Chapter 23 - 3#
Mingyu answered readily: “You’re not wrong — Nanny Ming has been making everyone’s lives difficult lately. One day she’s ordering us to sweep every room in the compound, the next she won’t let us go back to our quarters and keeps us waiting on the masters outside. All sorts of nonsense. Even Grandpa De got dragged into it.”
Jingzhe asked, “Has she been targeting anyone in particular?”
Mingyu shook her head. “Not singling anyone out, exactly. But I heard that the current Heye has switched places with Handan and is now attending to Nanny Ming directly.”
Jingzhe’s brow furrowed. “Be careful. Don’t let her notice you.”
Mingyu nodded. Nanny Ming had been erratic lately — they all knew it, and none of them were about to walk into the line of fire.
*
In Chen Mingde’s room, the doors and windows were kept shut year-round.

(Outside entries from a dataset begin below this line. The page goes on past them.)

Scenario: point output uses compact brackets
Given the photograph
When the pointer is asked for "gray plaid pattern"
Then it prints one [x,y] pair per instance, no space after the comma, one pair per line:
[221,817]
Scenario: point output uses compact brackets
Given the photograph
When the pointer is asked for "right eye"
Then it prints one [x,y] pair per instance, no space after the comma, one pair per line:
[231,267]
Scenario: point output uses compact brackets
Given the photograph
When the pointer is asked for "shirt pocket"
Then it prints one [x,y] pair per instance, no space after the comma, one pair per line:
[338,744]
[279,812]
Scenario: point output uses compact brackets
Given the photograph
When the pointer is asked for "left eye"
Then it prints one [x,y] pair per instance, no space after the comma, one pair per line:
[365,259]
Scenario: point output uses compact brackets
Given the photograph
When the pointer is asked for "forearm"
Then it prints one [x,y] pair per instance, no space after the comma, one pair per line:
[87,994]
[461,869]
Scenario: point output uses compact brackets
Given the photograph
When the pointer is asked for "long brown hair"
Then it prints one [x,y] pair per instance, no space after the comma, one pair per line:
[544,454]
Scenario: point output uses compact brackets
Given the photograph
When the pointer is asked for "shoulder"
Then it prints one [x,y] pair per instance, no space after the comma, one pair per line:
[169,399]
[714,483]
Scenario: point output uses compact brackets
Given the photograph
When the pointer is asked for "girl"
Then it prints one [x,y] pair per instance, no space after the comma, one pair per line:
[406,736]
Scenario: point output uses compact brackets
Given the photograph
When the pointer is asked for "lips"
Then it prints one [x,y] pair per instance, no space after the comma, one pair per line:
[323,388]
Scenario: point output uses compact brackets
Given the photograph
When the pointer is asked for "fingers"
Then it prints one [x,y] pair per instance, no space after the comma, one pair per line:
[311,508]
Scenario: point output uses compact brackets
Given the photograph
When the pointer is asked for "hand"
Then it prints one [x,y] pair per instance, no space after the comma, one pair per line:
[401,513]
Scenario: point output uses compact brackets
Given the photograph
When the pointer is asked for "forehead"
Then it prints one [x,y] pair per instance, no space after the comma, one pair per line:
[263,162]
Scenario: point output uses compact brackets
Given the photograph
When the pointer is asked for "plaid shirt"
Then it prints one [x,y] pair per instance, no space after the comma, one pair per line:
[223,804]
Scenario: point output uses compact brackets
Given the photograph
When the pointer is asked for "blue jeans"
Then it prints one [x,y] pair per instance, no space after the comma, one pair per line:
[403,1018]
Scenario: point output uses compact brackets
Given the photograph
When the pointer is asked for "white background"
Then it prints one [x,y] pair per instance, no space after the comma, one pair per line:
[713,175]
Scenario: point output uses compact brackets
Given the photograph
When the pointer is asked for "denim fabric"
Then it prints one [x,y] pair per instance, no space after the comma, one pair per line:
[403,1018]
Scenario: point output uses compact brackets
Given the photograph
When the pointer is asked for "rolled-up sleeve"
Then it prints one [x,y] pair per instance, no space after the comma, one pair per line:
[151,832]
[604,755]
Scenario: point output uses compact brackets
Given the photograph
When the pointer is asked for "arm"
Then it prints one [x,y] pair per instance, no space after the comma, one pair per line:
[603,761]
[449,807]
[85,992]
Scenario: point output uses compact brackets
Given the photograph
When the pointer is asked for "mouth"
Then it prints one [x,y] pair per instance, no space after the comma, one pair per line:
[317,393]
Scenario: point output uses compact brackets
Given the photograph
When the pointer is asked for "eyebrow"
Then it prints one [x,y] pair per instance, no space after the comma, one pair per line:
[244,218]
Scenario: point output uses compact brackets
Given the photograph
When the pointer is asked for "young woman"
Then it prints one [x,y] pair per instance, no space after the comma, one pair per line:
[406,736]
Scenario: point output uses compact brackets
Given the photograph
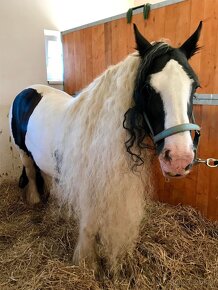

The air never circulated properly, and the smell inside left something to be desired.
Nanny Ming had always despised it, and rarely visited.
Today, however, she had deigned to come. She sat to Chen Mingde’s right, pressing a handkerchief over her nose — ostensibly out of disgust, though the cloth also conveniently covered the stiff side of her face.
That half of Nanny Ming’s face had never recovered since she’d worked herself into such a rage that it triggered a serious illness. It was perpetually numb and rigid now, a stark contrast to the other half — and it had effectively ended any aspirations she’d ever harbored. In the inner palace, you didn’t need to be beautiful to rise, but you couldn’t afford to have something obviously wrong with your face. Nanny Ming’s affliction was plain for all to see. Any hope of advancement was long gone.
Chen Mingde let out a muffled, raspy cough. “It’s rare for you to cross my threshold, Nanny Ming. Don’t tell me you plan to just sit there in silence?”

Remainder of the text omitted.